Ruled by the Aśvinī Kumāras, the celestial physicians to the devas—Daśra and Nāsatya, “bringing help” and “truthfulness”—this Nakṣatra embodies healing, rejuvenation, and the intelligence of alternative medicine. Symbolized by the head of a horse, it carries vitality and the eagerness to begin—to set forth with sensitivity, precision, and a swift, determined current.

The Aśvinī Kumāras are born of a subtle concealment within the solar lineage—when Sañjñā, wife of Sūrya and daughter of Tvaṣṭṛ, unable to bear his radiance, placed her shadow (Chāyā) in her stead and assumed the form of a mare. Sūrya followed, taking the form of a stallion, and through this union the twin horsemen were born—carrying the intelligence of swift restoration, arriving at the threshold where life is renewed.

Initiatives taken now, especially those related to health and healing, are said to bear rapid results, drawing upon the potency of creation itself. There is a subtle current here that replenishes what has been diminished, restoring vitality where life force has waned.

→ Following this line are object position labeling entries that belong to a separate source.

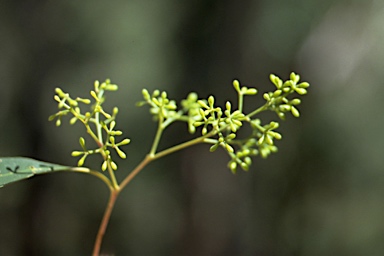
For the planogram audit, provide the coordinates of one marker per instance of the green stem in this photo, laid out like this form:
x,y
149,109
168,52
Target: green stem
x,y
257,111
113,177
183,145
94,173
240,102
159,132
149,158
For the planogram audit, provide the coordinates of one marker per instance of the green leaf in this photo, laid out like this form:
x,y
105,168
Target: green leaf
x,y
13,169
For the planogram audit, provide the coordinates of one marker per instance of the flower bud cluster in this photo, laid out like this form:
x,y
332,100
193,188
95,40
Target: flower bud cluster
x,y
104,134
278,101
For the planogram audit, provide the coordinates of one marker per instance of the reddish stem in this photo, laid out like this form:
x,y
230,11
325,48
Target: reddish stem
x,y
104,223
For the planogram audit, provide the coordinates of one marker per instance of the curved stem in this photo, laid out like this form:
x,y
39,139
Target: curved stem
x,y
94,173
159,132
135,171
104,223
260,109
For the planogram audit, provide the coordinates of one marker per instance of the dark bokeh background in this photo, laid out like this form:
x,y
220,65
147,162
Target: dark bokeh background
x,y
322,194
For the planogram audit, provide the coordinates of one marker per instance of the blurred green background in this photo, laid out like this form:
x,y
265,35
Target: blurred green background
x,y
322,194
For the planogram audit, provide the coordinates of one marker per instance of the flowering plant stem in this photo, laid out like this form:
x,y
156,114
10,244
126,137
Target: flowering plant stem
x,y
219,128
115,190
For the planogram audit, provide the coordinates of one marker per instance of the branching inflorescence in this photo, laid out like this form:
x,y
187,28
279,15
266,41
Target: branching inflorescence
x,y
218,127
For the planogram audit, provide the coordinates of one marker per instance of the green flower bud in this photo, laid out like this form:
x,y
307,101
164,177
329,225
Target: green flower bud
x,y
214,147
77,153
202,104
232,165
104,166
94,95
82,160
244,166
303,85
295,101
301,91
236,85
82,143
295,78
111,87
250,91
295,112
211,101
248,160
114,165
85,101
124,142
121,153
228,105
229,148
60,92
73,120
277,93
96,85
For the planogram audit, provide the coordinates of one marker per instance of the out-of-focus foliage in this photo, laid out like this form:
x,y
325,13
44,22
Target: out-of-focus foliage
x,y
321,195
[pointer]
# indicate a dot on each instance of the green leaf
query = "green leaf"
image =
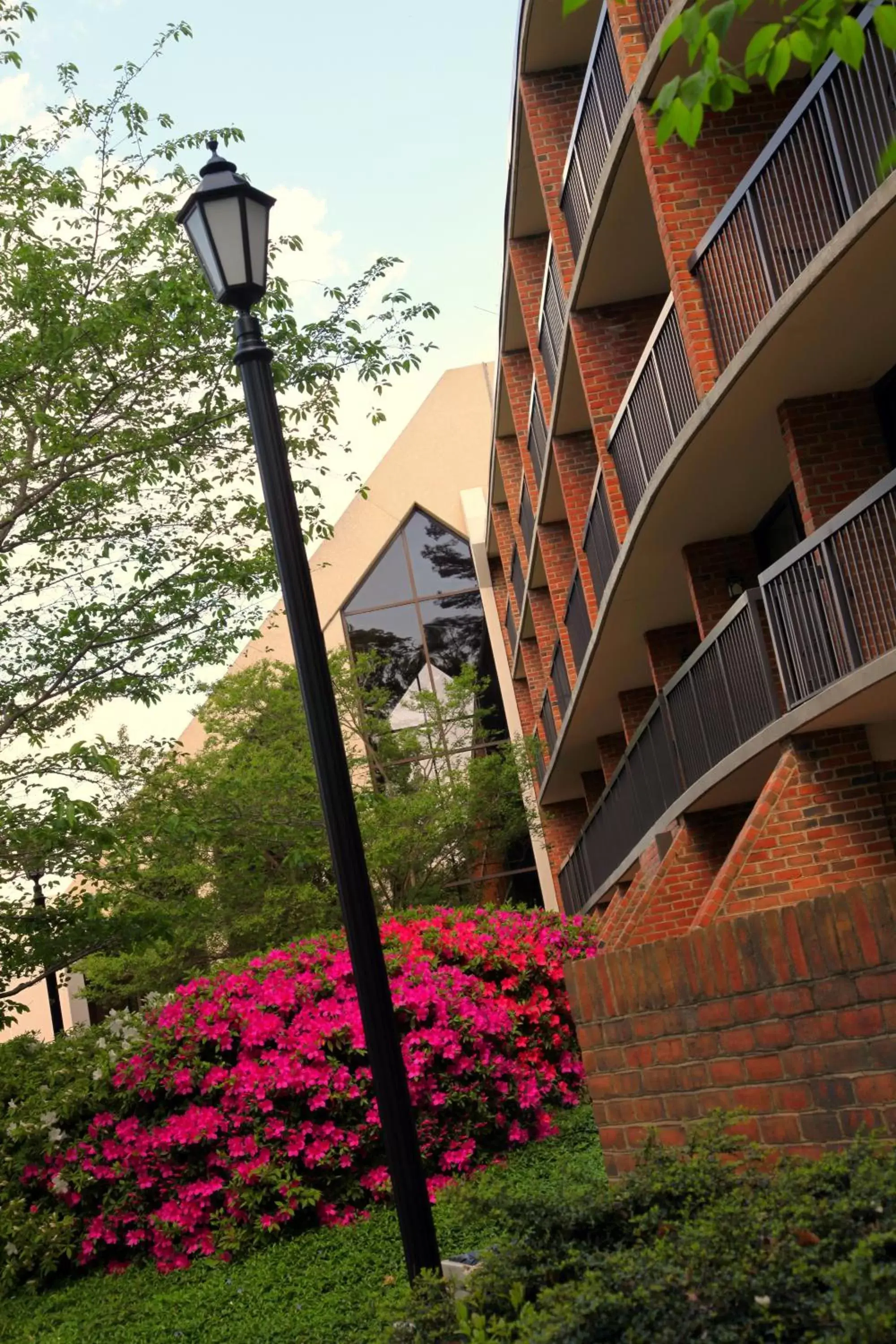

Half animal and half human, they hold an invisible thread—linked to the nostrils, to the first and final breath, and to the currents of iḍā and piṅgalā. The practices within Yoga Śāstra encourage the gentle and steady purification of these channels, guiding awareness toward the inner, hidden pathway, through which the journey of transcending identification with the body, the senses, desire, and even the fruits of action unfolds.

There’s a desire here for a fresh start and rebirth, one that lays the foundation for something enduring. This is attainable through unwavering focus and a commitment to the inner and outer purifications that may have kept you in a holding pattern. This constellation carries the swift momentum to achieve one’s objectives, much like its animal totem, the horse.

Artwork: Pinterest

Just as the race horse wears blinders to avoid distraction or misstep, we too must maintain singular focus, centered in our own lane. Let us remain resolute — unmoved by the opinions, expectations, or noise of the waking dream and world around us — steadfast in the pursuit of what truly matters.

The energies have been clearing the way, awakening clarity, and inviting us to take our seat at the center of our wheel and draw in congruency. With this New Moon, like a doorway swinging wide open, that which we’ve been tending to with steadiness, patience and a slow maturation can begin to land and meet with forward momentum.

What are you claiming?

All my Relations, Tulsi

Join us for our monthly New Moon gathering | Pulse of the Stars: Vidyā & Chai - Sunday, April 19th ☽☼

My schedule is now open for consultations. → Jyotisa Readings

I Said to the Wanting Creature
by Kabir (trans Robert Bly)

“I said to the wanting-creature inside me:
What is this river you want to cross?
There are no travelers on the river-road, and no road.
Do you see anyone moving about on that bank, or nesting?
There is no river at all, and no boat, and no boatman.
There is no tow rope either, and no one to pull it.
There is no ground, no sky, no time, no bank, no ford!

And there is nobody, and no mind!
Do you believe there is some place that will make the
soul less thirsty?
In that great absence, you will find nothing.

Be strong then, and enter into your own body;
there you have a solid place for your feet.
Think about it carefully!
Don’t go off somewhere else!

Kabir says this: just throw away all thoughts of imaginary
things, and stand firm in that which you are.”